Only two slots in the picking order for the 2014 NFL Draft remain undetermined, and we'll have to wait a couple of weeks to sort that out. There's the small matter of playing the Super Bowl before we can resolve everything we need to know.
But we saw a few things in Sunday's conference championship games that give us a sense of the draft directions for both New England and San Francisco. You can read about the first 28 picks of the first round in the first installments of our unfolding first Mock of 2014. But the next two picks of the first round will be:
29. Patriots: Ra'Shede Hageman, DL, Minnesota
After oogling over the arsenal Peyton Manning had to throw to, it's understandable that Patriots fans would be clamoring for an X receiver prototype. With the depth of talent available at receiver in this draft, there's no need to reach for one here. Instead, they add a playmaker along the defensive line, a prospect who possesses the trait that perhaps Bill Belichick treasurers above all else: versatility. Hageman could play anywhere along the defensive line.
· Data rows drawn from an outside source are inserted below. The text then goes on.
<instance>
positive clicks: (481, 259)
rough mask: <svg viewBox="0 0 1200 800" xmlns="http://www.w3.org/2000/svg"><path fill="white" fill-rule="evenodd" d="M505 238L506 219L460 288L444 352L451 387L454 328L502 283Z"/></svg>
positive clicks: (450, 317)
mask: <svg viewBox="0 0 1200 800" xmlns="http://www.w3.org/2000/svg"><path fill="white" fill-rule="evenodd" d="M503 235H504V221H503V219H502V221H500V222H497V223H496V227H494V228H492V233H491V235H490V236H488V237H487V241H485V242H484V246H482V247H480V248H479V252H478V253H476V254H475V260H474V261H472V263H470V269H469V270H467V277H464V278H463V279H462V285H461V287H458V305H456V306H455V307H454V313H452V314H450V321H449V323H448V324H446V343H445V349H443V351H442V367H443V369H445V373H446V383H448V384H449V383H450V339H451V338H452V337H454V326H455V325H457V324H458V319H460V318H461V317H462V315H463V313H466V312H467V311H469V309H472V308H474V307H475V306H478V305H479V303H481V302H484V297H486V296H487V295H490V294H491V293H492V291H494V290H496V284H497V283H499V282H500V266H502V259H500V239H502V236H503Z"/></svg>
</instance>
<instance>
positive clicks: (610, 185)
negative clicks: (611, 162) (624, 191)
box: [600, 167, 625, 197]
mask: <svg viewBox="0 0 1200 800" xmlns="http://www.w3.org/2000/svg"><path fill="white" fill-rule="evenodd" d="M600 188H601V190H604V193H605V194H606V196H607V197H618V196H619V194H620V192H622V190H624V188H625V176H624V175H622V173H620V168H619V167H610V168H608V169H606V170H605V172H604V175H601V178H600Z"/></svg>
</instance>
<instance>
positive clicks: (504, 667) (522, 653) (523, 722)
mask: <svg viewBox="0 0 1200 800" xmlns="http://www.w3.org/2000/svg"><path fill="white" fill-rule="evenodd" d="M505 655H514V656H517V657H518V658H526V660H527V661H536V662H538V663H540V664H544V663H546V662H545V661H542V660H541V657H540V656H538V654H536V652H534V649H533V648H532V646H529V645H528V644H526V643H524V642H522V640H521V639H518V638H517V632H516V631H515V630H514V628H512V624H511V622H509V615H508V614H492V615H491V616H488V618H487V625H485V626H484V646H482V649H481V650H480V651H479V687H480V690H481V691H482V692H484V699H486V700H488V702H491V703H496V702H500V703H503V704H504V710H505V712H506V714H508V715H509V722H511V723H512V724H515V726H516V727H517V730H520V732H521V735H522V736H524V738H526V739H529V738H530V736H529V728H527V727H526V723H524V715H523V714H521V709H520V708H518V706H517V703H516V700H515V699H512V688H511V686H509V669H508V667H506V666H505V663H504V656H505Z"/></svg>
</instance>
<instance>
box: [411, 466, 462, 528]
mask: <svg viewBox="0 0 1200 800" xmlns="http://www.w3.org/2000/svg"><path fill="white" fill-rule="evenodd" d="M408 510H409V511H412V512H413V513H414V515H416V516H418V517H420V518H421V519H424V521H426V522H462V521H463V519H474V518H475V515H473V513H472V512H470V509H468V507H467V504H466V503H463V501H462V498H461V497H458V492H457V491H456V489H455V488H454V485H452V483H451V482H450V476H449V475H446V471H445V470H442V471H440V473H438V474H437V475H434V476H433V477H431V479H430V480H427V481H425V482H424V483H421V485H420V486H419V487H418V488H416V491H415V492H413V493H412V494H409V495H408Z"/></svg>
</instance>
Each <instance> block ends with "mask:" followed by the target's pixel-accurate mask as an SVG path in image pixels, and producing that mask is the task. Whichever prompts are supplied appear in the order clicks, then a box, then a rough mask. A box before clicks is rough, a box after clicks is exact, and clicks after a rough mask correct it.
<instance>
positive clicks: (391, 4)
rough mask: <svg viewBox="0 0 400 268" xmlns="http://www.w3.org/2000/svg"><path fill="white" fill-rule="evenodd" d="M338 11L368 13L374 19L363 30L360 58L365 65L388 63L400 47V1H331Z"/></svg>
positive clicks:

At 6-foot-6, 311 pounds, he could play nose or end in a 3-4 or tackle in a 4-3, and his presence gives Belichick more flexibility than he's had in the past few seasons. Hageman is tough against the run, but his real upside is the power rush he'll bring to complement Chandler Jones, who has blossomed into a dangerous pass rusher.
30. 49ers: Paul Richardson, WR, Colorado
San Francisco didn't make it back to the Super Bowl, but it still may be the most complete team in the NFL. That gives the 49ers a rare opportunity to draft for finishing touches rather than building bocks. And it seems evident that the one thing missing from this offense is a true stretch-the-field threat. Anquan Boldin remains one of the league's most reliable possession receivers. And while we certainly don't agree with Richard Sherman's assessment of Michael Crabtree as being merely "mediocre," he would benefit from having a complementary receiver who can stretch the defense vertically. Not only would it create space for Crabtree and Boldin and Vernon Davis, it would keep safeties from sneaking up to stop Frank Gore or shadow Colin Kaepernick. Richardson showed no lingering issues from the knee injury that forced him to miss the 2012 season; seven of his school-record 13 receptions of 50 yards or longer came this season. He is exactly what the doctor ordered in San Francisco. He'd add a big-play dimension to a passing game in need of one.